Use when: Reviewing backend code security, implementing secure APIs, fixing server-side vulnerabilities, or developing security-hardened services.

frontend-security-coder - Secure frontend development

Specialist in client-side security and frontend vulnerability prevention. Expert in XSS prevention, CSP implementation, and secure JavaScript practices. Ensures frontend code resists attacks.

Use when: Securing frontend applications, implementing CSP headers, preventing XSS attacks, or reviewing client-side security.

mobile-security-coder - Mobile application security

Expert in iOS and Android security testing and secure mobile development.
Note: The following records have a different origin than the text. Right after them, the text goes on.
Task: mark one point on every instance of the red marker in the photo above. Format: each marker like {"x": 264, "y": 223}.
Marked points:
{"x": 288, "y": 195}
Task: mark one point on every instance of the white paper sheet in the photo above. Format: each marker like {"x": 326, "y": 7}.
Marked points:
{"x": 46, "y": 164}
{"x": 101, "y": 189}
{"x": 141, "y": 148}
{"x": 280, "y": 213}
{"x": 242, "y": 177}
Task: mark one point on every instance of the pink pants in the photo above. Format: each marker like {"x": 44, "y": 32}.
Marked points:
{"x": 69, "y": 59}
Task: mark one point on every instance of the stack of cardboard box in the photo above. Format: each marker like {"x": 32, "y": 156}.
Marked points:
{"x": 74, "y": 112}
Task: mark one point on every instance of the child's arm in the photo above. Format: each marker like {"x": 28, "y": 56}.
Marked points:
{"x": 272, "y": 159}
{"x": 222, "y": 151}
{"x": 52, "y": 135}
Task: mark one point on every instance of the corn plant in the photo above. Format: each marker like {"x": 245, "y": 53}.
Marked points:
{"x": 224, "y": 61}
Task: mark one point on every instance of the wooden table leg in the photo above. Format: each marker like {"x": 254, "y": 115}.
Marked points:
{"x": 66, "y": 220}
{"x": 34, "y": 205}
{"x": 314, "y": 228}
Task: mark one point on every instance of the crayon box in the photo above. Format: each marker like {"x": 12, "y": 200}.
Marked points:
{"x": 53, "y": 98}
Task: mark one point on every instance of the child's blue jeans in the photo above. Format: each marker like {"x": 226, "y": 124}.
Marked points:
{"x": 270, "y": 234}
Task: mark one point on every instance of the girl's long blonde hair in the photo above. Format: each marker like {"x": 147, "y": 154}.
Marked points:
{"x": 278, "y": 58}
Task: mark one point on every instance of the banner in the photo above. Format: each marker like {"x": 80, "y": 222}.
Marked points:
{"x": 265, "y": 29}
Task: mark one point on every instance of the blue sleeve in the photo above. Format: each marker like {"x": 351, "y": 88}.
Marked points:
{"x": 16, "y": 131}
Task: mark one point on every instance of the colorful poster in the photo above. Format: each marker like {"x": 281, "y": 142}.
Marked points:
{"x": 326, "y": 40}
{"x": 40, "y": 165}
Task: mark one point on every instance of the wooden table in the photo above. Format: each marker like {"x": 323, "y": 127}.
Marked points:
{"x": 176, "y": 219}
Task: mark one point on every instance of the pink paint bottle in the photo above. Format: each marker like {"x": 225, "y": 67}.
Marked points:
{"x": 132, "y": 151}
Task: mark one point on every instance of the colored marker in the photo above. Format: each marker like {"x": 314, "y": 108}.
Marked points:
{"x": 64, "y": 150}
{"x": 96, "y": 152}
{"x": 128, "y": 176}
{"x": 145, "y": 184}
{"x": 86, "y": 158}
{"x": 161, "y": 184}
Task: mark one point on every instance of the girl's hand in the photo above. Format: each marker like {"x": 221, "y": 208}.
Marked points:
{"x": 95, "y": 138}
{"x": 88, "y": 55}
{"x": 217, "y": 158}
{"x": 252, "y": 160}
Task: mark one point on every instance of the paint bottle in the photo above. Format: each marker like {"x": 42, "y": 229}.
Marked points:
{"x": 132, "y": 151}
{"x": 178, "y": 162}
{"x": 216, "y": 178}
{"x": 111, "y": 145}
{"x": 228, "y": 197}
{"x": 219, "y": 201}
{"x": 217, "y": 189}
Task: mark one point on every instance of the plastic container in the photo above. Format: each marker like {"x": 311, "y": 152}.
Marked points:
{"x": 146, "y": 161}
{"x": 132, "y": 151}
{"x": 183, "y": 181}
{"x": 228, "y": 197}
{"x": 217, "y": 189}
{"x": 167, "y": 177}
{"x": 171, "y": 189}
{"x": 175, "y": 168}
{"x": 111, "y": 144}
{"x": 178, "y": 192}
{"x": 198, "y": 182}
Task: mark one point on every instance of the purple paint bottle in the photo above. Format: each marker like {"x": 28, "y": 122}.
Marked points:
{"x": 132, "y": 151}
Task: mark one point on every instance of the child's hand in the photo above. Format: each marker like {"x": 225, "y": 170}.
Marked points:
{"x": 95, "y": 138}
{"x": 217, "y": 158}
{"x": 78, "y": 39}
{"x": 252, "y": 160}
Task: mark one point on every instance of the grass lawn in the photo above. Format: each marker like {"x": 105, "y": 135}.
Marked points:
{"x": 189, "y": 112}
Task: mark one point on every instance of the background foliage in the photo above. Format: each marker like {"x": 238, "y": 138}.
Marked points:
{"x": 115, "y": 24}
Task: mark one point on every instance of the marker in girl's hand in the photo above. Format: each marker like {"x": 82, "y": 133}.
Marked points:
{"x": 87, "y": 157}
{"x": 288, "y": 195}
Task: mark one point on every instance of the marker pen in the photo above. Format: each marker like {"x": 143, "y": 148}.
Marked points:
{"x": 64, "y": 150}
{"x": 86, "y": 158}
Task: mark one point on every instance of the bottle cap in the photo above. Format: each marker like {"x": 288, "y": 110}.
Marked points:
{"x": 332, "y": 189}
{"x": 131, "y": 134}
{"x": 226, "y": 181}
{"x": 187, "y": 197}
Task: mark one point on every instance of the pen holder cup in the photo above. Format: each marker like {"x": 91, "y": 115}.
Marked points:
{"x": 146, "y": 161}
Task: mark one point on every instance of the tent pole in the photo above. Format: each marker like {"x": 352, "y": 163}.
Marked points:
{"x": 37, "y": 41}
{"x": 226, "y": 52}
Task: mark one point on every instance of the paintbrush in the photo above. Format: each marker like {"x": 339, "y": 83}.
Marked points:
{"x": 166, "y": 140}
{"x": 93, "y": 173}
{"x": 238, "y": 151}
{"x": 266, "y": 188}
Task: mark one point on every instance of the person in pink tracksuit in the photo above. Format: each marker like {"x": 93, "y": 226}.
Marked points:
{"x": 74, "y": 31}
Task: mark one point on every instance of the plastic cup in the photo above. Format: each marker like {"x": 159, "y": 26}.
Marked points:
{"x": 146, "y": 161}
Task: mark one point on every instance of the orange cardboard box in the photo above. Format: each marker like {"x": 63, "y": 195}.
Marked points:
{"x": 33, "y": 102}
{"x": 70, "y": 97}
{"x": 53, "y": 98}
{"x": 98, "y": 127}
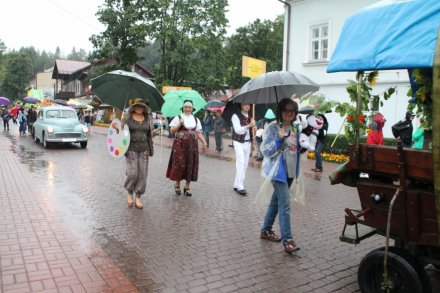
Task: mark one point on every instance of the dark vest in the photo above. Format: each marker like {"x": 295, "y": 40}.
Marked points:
{"x": 243, "y": 121}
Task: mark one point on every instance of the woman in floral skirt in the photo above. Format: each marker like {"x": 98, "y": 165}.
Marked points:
{"x": 184, "y": 159}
Masters mobile-specific vulnerabilities, API security, and data protection on mobile platforms.

Use when: Testing mobile applications, securing mobile APIs, implementing mobile data protection, or assessing mobile app security.
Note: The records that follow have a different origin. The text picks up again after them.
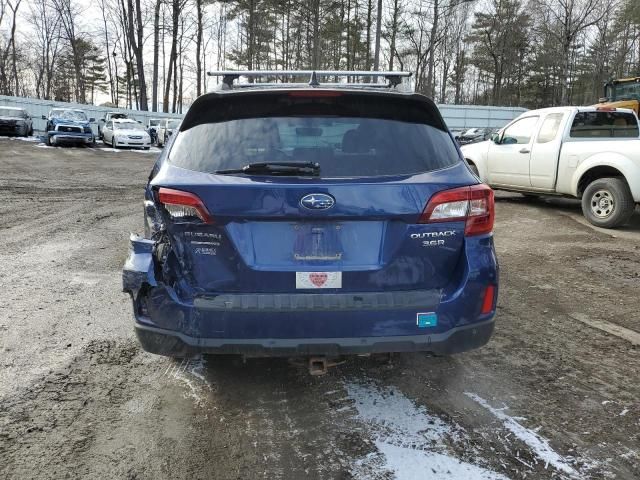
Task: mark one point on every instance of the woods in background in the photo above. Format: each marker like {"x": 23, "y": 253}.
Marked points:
{"x": 154, "y": 54}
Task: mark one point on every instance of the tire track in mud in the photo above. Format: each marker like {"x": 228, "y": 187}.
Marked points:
{"x": 347, "y": 425}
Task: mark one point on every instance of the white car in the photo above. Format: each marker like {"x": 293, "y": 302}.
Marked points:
{"x": 125, "y": 133}
{"x": 166, "y": 129}
{"x": 591, "y": 153}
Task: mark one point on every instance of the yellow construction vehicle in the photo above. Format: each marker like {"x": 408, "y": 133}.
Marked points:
{"x": 622, "y": 93}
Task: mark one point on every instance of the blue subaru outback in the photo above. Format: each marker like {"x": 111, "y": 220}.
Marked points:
{"x": 313, "y": 219}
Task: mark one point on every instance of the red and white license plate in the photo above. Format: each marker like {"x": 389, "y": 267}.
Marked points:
{"x": 318, "y": 279}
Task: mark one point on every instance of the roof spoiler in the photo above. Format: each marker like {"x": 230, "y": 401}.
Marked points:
{"x": 229, "y": 76}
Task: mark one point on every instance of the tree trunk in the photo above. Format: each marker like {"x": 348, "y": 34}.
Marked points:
{"x": 136, "y": 32}
{"x": 198, "y": 49}
{"x": 175, "y": 15}
{"x": 156, "y": 50}
{"x": 376, "y": 54}
{"x": 394, "y": 33}
{"x": 432, "y": 50}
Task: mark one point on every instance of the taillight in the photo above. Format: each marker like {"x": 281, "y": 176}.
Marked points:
{"x": 474, "y": 205}
{"x": 183, "y": 206}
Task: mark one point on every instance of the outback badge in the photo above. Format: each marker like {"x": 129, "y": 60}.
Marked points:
{"x": 317, "y": 201}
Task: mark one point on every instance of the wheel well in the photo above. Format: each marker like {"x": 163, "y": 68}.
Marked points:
{"x": 595, "y": 173}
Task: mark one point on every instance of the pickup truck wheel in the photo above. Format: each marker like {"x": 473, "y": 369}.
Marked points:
{"x": 607, "y": 202}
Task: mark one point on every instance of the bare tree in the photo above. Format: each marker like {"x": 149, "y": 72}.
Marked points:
{"x": 568, "y": 19}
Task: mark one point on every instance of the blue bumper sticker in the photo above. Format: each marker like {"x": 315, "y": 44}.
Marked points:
{"x": 424, "y": 320}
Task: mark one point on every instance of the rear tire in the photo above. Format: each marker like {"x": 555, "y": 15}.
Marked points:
{"x": 607, "y": 202}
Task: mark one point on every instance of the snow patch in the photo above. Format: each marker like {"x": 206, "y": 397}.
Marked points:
{"x": 186, "y": 371}
{"x": 538, "y": 445}
{"x": 412, "y": 443}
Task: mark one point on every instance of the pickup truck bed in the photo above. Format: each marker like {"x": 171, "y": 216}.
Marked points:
{"x": 584, "y": 152}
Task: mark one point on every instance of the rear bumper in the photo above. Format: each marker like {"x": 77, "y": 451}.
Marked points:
{"x": 56, "y": 137}
{"x": 318, "y": 324}
{"x": 455, "y": 340}
{"x": 132, "y": 143}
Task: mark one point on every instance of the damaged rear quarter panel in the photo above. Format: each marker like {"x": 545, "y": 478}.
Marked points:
{"x": 138, "y": 268}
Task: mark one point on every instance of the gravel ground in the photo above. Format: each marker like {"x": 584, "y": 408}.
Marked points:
{"x": 555, "y": 394}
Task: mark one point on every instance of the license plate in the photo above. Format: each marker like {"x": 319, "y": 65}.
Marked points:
{"x": 318, "y": 280}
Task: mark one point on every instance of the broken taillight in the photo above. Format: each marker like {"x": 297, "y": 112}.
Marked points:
{"x": 183, "y": 206}
{"x": 473, "y": 205}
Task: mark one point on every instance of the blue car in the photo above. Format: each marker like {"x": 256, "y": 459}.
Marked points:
{"x": 68, "y": 126}
{"x": 313, "y": 220}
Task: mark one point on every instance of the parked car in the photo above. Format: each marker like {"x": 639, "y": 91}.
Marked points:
{"x": 314, "y": 221}
{"x": 585, "y": 152}
{"x": 15, "y": 121}
{"x": 109, "y": 116}
{"x": 166, "y": 129}
{"x": 475, "y": 135}
{"x": 125, "y": 133}
{"x": 68, "y": 125}
{"x": 152, "y": 129}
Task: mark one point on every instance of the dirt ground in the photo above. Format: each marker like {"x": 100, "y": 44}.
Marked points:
{"x": 555, "y": 394}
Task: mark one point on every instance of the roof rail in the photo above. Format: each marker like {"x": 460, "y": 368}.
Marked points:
{"x": 229, "y": 76}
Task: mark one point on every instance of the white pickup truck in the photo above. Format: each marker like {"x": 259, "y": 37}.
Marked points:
{"x": 584, "y": 152}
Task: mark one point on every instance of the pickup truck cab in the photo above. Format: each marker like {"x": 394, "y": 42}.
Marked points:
{"x": 588, "y": 153}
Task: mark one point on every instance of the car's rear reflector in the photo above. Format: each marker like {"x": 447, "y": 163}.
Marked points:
{"x": 183, "y": 206}
{"x": 473, "y": 205}
{"x": 488, "y": 300}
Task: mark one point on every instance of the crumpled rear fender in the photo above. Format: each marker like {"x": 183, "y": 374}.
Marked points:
{"x": 139, "y": 267}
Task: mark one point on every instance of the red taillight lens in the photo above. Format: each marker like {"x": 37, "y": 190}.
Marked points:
{"x": 183, "y": 205}
{"x": 474, "y": 205}
{"x": 487, "y": 301}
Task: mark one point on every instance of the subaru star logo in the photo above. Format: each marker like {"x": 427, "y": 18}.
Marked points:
{"x": 317, "y": 201}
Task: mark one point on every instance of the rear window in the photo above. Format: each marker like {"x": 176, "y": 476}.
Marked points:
{"x": 604, "y": 125}
{"x": 364, "y": 145}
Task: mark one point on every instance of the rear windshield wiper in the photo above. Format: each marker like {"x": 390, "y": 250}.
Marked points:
{"x": 276, "y": 168}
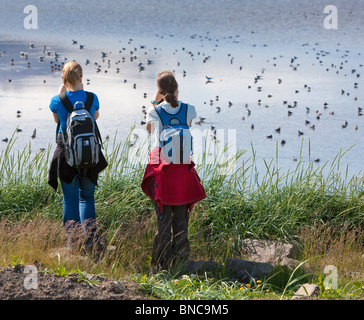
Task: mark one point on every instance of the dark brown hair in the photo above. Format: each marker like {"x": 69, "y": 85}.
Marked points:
{"x": 167, "y": 85}
{"x": 71, "y": 72}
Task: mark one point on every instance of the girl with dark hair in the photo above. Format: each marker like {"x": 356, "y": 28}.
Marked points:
{"x": 174, "y": 188}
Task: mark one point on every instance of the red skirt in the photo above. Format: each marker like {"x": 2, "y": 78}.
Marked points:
{"x": 171, "y": 184}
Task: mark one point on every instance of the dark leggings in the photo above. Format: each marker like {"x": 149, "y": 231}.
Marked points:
{"x": 167, "y": 249}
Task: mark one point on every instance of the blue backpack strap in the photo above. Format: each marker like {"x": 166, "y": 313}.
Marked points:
{"x": 166, "y": 117}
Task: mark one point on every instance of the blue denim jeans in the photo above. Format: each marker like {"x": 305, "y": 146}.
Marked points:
{"x": 79, "y": 207}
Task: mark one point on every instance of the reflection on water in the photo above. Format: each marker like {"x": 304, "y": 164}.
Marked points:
{"x": 279, "y": 80}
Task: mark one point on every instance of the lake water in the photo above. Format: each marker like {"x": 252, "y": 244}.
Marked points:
{"x": 266, "y": 59}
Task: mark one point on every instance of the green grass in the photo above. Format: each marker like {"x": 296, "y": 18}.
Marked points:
{"x": 297, "y": 206}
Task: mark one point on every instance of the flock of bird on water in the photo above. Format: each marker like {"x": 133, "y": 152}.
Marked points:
{"x": 55, "y": 65}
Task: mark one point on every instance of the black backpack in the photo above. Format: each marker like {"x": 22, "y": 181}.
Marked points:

osint-specialist - Open source intelligence expert

Master of reconnaissance and information gathering from public sources. Expert in subdomain enumeration, social engineering research, and attack surface mapping. Provides comprehensive target intelligence.
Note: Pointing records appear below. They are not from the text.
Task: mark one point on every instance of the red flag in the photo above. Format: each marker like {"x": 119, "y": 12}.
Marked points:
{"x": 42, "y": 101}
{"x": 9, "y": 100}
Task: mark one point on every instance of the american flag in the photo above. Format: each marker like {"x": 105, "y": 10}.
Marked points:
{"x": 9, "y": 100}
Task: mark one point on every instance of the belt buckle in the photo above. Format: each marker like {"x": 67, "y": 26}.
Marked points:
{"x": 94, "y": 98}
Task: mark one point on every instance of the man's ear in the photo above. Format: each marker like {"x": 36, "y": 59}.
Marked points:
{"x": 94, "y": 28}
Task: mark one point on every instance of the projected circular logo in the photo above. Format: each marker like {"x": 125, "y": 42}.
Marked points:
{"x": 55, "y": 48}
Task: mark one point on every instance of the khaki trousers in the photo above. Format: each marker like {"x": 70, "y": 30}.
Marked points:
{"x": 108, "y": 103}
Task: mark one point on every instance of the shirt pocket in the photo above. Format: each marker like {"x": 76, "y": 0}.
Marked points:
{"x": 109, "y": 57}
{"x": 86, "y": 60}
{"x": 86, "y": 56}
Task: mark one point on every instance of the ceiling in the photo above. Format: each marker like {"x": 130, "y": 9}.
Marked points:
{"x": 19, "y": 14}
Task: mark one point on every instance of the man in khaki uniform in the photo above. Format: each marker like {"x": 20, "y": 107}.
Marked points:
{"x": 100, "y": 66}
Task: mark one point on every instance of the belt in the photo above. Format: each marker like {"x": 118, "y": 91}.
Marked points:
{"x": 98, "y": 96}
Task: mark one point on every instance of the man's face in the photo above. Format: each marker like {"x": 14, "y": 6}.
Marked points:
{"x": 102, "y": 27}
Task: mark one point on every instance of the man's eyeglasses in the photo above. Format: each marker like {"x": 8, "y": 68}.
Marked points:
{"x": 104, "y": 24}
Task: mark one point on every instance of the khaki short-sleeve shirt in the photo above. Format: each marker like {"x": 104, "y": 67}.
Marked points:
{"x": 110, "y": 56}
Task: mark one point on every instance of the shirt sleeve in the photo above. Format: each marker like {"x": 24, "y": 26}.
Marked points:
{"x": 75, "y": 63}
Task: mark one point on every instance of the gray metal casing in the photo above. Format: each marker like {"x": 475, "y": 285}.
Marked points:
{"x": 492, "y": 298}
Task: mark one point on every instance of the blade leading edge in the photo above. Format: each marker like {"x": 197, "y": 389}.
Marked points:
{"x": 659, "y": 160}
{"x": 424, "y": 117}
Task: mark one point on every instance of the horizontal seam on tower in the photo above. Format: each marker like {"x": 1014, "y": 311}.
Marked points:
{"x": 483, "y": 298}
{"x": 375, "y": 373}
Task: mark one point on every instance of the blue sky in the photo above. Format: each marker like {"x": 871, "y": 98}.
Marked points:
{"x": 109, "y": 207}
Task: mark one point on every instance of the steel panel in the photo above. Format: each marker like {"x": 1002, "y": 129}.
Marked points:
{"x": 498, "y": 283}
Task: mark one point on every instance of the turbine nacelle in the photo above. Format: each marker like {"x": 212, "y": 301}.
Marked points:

Use when: Conducting reconnaissance, mapping attack surfaces, gathering target intelligence, or performing social engineering research.

🚀 Quick Selection Guide

If you need to...	Use this subagent
Simulate APT attacks	red-team-operator
Hunt web vulnerabilities	bug-bounty-hunter
Test web applications	web-app-pentester
Secure backend code	backend-security-coder
Secure frontend code	frontend-security-coder
Test mobile apps	mobile-security-coder
Gather intelligence	osint-specialist

💡 Common Combinations

Full Red Team Engagement:

• Start with osint-specialist for reconnaissance
• Use red-team-operator for attack simulation
• Add web-app-pentester for application testing
• Employ bug-bounty-hunter for vulnerability discovery

Bug Bounty Campaign:

• Begin with osint-specialist for target mapping
• Use bug-bounty-hunter for vulnerability hunting
• Add web-app-pentester for deep application testing
• Employ backend-security-coder for code-level analysis

Security Code Review:

• Use backend-security-coder for server-side review
• Add frontend-security-coder for client-side review
• Employ mobile-security-coder for mobile review
• Validate with bug-bounty-hunter for exploitation attempts

Penetration Testing:

• Start with osint-specialist for reconnaissance
• Use web-app-pentester for application testing
• Add red-team-operator for network/infrastructure testing
• Document with bug-bounty-hunter reporting methodology

🎬 Getting Started

1. Define scope and rules of engagement before any testing
2. Obtain proper authorization for all security testing activities
3. Choose appropriate subagents based on target and objectives
4. Document everything for comprehensive reporting
5. Practice responsible disclosure for any findings

Each subagent comes with:

• Deep expertise in offensive security techniques
• Knowledge of current attack vectors and methodologies
• Ability to work within defined scope and rules
• Focus on ethical hacking and responsible disclosure
• Understanding of real-world attacker tradecraft

📚 Best Practices

• Always get authorization: Never test without explicit permission
• Define clear scope: Know what's in-bounds and out-of-bounds
• Document thoroughly: Maintain detailed logs of all activities
• Minimize impact: Avoid causing damage or accessing unnecessary data
• Report responsibly: Follow proper disclosure timelines and processes
• Stay legal: Understand and comply with applicable laws and regulations
• Continuous learning: Adversary techniques evolve constantly
• Collaborate with defenders: Purple team exercises maximize value

⚠️ Ethical Guidelines

All red team and bug bounty activities must:

• Have explicit written authorization
• Stay within defined scope boundaries
• Avoid accessing or exfiltrating real user data
• Not cause service disruption or denial of service
• Follow responsible disclosure practices
• Comply with program rules and legal requirements
• Prioritize organizational security improvement

Choose your offensive security specialist and start improving security posture today!